We plunge into a trough, then rise up to crash bow-first into an oncoming whitecap, sheets of spray exploding and drenching us, water sluicing through slits in the bottom of the red self-bailing raft.

When the rapids subside, we drift in the sun surrounded by sheer cliffs and sharp summits of the eastern Rockies, riding in the wake of long-ago explorers, traders and First Nations paddlers on a river that eventually finds home in the Arctic Ocean.

Whitewater rafting, along with Miette Hot Springs, Lake Annette and Sunwapta Falls, are among the many aqua-oriented experiences for summer visitors to Jasper National Park.

“Jasper is the whitewater capital for Alberta. More people go whitewater rafting in Jasper than anywhere else in the province because we’ve got the great rivers,” says Pat Crowley, general manager of Maligne Rafting Adventures, one of five rafting companies in the area.

Crowley started the company 22 years ago, after she went rafting for the first time, on the Maligne River in 1986.

“The first time I rafted I had no idea of the power of moving water,” she said.

“At different times of the year there’s more water or less water depending on the (glacial) melt. It’s always a different ride.”

There are runs for novices and first-timers along with more challenging courses for every level from intermediates to thrill-seeking daredevils.

The boaters come mainly from Alberta, B.C. and the rest of Canada, says Crowley. But one in four are from abroad — Americans, Brits, Germans, French and others looking for fun on the run.

“There are lots of Europeans, particularly Germans, because they like the wilderness and they’re crazy for mountains,” says Crowley.

The No. 1 fear for first-timers? Falling in.

“Everybody says ‘I can’t swim’ or something like that,” says Crowley.

“It’s really infrequent that anybody goes in the water, and even if you do you’re floating at the same speed as the raft, so you’re right there beside us and we just lean over and drag you in.”

“Forget the fear and go out and have some fun.”

Anyone with aching paddler’s muscles can head east of the Jasper townsite and drive 17 kilometres on a winding road through a green hallway of towering trees in Fiddle Valley to Miette Hot Springs.

Miette taps the rain and snowmelt that drains through the surrounding mountain fissures down, down, down three kilometres below the surface, where it is heated by the radioactive decay in the earth’s core until it boils and bubbles back to the surface at a scalding 54C.

The hot springs filters and cools it to 40C. Water lovers enjoy two hot pools and two cold pools, one so Titanically icy the water bores into your bones in seconds, sending you jumping out almost as soon as you wade in.

It’s the perfect place for kicking back.
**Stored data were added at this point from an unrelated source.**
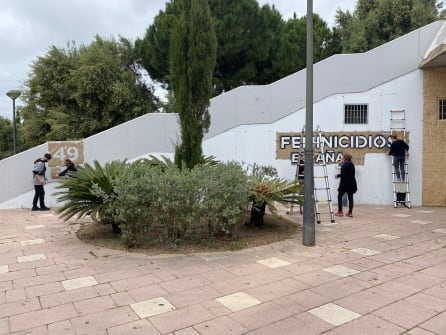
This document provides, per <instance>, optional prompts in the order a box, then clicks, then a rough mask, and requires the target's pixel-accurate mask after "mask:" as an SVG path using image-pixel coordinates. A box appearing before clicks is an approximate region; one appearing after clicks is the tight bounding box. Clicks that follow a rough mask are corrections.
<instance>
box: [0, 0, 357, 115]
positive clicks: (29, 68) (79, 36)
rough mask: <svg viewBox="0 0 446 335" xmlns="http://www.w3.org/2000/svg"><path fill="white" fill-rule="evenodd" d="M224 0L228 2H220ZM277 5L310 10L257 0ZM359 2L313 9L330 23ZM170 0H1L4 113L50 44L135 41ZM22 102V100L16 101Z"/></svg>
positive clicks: (1, 97) (6, 113) (296, 1)
mask: <svg viewBox="0 0 446 335" xmlns="http://www.w3.org/2000/svg"><path fill="white" fill-rule="evenodd" d="M221 1H225V0H221ZM258 2H259V4H265V3H269V4H274V5H275V6H276V9H277V10H278V11H279V12H280V13H281V14H282V15H283V16H284V17H291V16H292V15H293V13H294V12H296V14H297V15H298V17H301V16H303V15H305V14H306V1H304V0H299V1H295V0H259V1H258ZM354 2H355V3H356V1H355V0H343V1H338V2H333V1H330V0H315V1H314V9H313V11H314V12H315V13H318V14H319V15H320V16H321V17H322V18H323V19H324V20H325V21H327V22H328V23H329V26H330V27H331V25H332V22H333V18H334V14H335V12H336V9H337V8H338V7H341V8H342V10H344V11H345V10H347V9H349V10H352V9H353V5H354V4H353V3H354ZM166 3H167V0H125V1H123V0H65V1H61V0H39V1H30V0H14V1H6V2H3V3H2V11H1V12H0V45H2V52H1V53H0V115H1V116H3V117H7V118H9V119H12V102H11V100H10V99H9V98H8V97H7V96H6V92H7V91H9V90H10V89H16V88H20V87H21V85H22V83H23V82H24V81H25V80H26V79H27V77H28V74H29V71H30V65H31V63H32V62H33V61H35V60H36V59H37V57H39V56H42V55H44V54H45V53H46V52H47V51H48V49H49V48H50V47H51V46H52V45H55V46H58V47H63V48H64V47H66V45H67V42H68V41H75V42H76V45H80V44H82V43H86V44H88V43H90V42H91V41H92V39H93V38H94V36H95V35H99V36H101V37H104V38H109V37H111V36H113V37H115V38H117V37H118V36H119V35H120V36H123V37H126V38H129V39H130V40H133V41H134V40H136V39H137V38H142V37H143V36H144V34H145V31H146V29H147V27H148V26H149V25H150V24H151V23H152V21H153V18H154V17H155V16H156V15H157V14H158V12H159V11H160V10H164V8H165V4H166ZM17 104H18V105H20V101H17Z"/></svg>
The pools are ringed with bathers content to sit and stare at the majestic Ashlar Ridge.

Families who have pre-teen to early-teen kids looking to jump, splash and play around may want to look elsewhere. For my boys — aged seven and 13 — the thrill of going back and forth from the cold pool to the hot one soon wore off, and jumping into the pool was immediately discouraged by the Tilley-hatted lifeguards.

After an hour, we were done.

One place where kids can splash and play is in the clear, blue-green waters of Lake Annette, near Jasper Park Lodge just outside the townsite.

Here, there are picnickers, Frisbee tossers, hikers and families building sandcastles at the shore.

Locals call it “The Beach” and on this day there were a few 20-somethings sunworshipping before heading to work, comparing body art (“Hey, nice tat. Is that new?”) and recounting a recent social outing (“I was sooooo wasted.”)

Surrounded by the Rockies, Lake Annette is for those who appreciate nature’s beauty.

And to understand nature’s power, head south from the townsite to the thundering Sunwapta Falls, which were 8,000 years in the making.

Back then, receding glacier ice carved valleys through the area, some deeper than others, creating eye-popping modern-day dropoffs for water from the Athabasca glacier.

You can visit the upper falls or take a short hike to the lower one.